5. Fire up server 2 and tell it to figure out the RAID configuration by requesting it from the other server.
Why am I telling you all this? Well, when the RAID adaptors find something wrong, they scream out with a very piercing alarm (for which we're yet to find the "off" button). So it was, hence the rather worried client who had a very dead database cluster and less than a day to make it un-dead.
Finding out problem one was easy. Each server has a two-port SCSI card and a two-port RAID card. They'd inadvertently plugged the storage array into the SCSI card, not the RAID one, and so two things happened:
1. The SCSI card said it could see three unusable disks (as you'd expect - they were part of a hardware-configured RAID5 trio, and thus weren't natively readable by Windows).

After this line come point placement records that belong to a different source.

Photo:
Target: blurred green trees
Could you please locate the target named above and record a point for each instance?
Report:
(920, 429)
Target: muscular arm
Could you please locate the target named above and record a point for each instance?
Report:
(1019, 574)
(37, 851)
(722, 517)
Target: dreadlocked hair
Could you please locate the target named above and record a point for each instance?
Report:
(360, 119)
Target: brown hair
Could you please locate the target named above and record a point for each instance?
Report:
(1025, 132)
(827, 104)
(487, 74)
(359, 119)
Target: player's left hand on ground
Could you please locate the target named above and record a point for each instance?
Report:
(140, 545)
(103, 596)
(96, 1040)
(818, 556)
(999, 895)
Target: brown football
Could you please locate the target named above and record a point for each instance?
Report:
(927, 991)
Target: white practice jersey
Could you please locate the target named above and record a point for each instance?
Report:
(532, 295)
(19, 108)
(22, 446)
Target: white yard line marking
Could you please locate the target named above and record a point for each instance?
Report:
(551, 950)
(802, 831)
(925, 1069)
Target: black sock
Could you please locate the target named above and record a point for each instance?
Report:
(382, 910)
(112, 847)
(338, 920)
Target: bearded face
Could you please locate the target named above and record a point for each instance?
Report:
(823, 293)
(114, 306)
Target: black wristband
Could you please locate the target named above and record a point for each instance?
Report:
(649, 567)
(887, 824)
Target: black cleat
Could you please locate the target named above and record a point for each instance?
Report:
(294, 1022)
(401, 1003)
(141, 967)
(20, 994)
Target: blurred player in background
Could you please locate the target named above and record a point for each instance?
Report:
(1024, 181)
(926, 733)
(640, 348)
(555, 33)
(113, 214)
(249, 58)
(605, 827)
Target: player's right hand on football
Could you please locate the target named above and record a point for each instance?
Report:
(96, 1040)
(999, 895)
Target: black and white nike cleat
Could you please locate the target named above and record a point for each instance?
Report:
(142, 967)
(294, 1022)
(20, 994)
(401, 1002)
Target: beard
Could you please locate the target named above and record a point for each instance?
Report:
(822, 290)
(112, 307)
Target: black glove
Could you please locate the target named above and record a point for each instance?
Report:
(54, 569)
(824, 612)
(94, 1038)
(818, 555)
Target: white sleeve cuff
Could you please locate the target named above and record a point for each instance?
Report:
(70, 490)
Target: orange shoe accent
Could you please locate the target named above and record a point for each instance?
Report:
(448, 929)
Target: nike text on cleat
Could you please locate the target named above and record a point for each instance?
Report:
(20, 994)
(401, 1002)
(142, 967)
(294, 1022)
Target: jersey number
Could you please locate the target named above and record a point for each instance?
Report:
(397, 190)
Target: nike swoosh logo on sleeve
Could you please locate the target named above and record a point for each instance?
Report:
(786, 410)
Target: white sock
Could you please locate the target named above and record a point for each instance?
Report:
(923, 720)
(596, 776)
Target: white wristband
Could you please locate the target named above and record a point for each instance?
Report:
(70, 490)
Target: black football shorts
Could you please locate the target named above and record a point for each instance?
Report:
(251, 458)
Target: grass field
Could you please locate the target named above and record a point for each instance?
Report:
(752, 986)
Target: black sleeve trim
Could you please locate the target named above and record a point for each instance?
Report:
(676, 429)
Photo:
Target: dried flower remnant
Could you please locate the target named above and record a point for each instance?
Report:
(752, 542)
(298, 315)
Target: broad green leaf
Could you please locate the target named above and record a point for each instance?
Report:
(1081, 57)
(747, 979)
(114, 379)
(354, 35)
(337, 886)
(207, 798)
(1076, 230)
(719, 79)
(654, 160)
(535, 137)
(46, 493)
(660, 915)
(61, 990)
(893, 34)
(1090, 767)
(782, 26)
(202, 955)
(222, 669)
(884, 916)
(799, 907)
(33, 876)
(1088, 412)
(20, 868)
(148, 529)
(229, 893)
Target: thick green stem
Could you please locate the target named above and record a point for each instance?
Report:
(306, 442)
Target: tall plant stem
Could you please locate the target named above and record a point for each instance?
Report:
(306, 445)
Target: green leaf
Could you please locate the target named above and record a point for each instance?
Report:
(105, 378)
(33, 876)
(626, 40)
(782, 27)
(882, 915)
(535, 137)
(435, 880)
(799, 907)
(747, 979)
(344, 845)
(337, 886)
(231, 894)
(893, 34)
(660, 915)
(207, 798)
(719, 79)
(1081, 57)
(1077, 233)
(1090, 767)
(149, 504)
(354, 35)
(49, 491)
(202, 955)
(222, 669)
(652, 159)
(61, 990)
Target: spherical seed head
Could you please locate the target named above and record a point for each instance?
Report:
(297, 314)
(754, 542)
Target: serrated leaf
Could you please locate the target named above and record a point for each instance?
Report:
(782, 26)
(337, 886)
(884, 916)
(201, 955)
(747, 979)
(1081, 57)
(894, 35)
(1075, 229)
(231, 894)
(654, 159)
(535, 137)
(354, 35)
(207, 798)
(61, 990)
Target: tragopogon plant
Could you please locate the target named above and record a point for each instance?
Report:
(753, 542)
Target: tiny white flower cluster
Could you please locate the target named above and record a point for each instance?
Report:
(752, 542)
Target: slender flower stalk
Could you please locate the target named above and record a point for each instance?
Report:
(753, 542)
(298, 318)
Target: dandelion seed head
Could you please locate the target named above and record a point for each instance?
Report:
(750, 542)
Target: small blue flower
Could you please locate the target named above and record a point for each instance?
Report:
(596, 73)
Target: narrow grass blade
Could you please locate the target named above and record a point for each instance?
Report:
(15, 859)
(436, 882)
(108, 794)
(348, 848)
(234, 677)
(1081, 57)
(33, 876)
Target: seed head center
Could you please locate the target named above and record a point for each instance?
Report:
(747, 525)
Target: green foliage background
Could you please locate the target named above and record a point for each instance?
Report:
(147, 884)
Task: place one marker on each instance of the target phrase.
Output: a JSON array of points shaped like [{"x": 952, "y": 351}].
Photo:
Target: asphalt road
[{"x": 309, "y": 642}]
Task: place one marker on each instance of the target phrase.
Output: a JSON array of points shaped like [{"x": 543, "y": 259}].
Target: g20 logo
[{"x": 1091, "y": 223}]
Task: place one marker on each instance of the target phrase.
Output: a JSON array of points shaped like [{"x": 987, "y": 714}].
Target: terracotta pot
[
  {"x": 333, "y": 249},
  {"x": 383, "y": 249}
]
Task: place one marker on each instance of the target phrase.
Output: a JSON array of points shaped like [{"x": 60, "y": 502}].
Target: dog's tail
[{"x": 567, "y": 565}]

2. The RAID card was screaming because it thought all three disks had failed.
Swapping the cables into port 1 of the RAID card helped a bit. This time the SCSI card saw no disks (correctly) but RAID card still said it had three failed disks. Swapping to port 2, it said it had three offline disks on port 2, and three failed ones on port 1.
Then came the lightbulb moment, and we swapped server 1's cable into server 2, and vice versa. On firing up server 1, we were told that we had three offline disks on port 1. So we crossed our fingers and told the RAID card BIOS to re-read its configuration (in case the adaptor goes "pop", the card stores some metadata about the RAID configuration on the disks, so that when you replace the card, it can read its settings from the metadata). The "offline" switched to "online", the alarm shut up (thank goodness) and when we rebooted, there were the two logical volumes and all the SQL Server database files. Getting server 2 to work was a simple case of starting up, telling it to re-read its configuration from the disk-based metadata, and hitting "OK".
So what had happened? Well, it goes like this:
1. By booting the server with the plug in the wrong hole, the RAID card had decided all its disks had failed (no surprise there - they weren't connected to it!). So there was no way it'd restart without manual intervention anyway.
2. The RAID card in each server knew that it had three disks with certain SCSI IDs, along with other devices such as the SCSI adaptors in the disk array. Because it had been inadvertently switched to the other interface on the disk array, it was confused when it saw unexpected things, and so decided that the disks weren't just offline, but had failed.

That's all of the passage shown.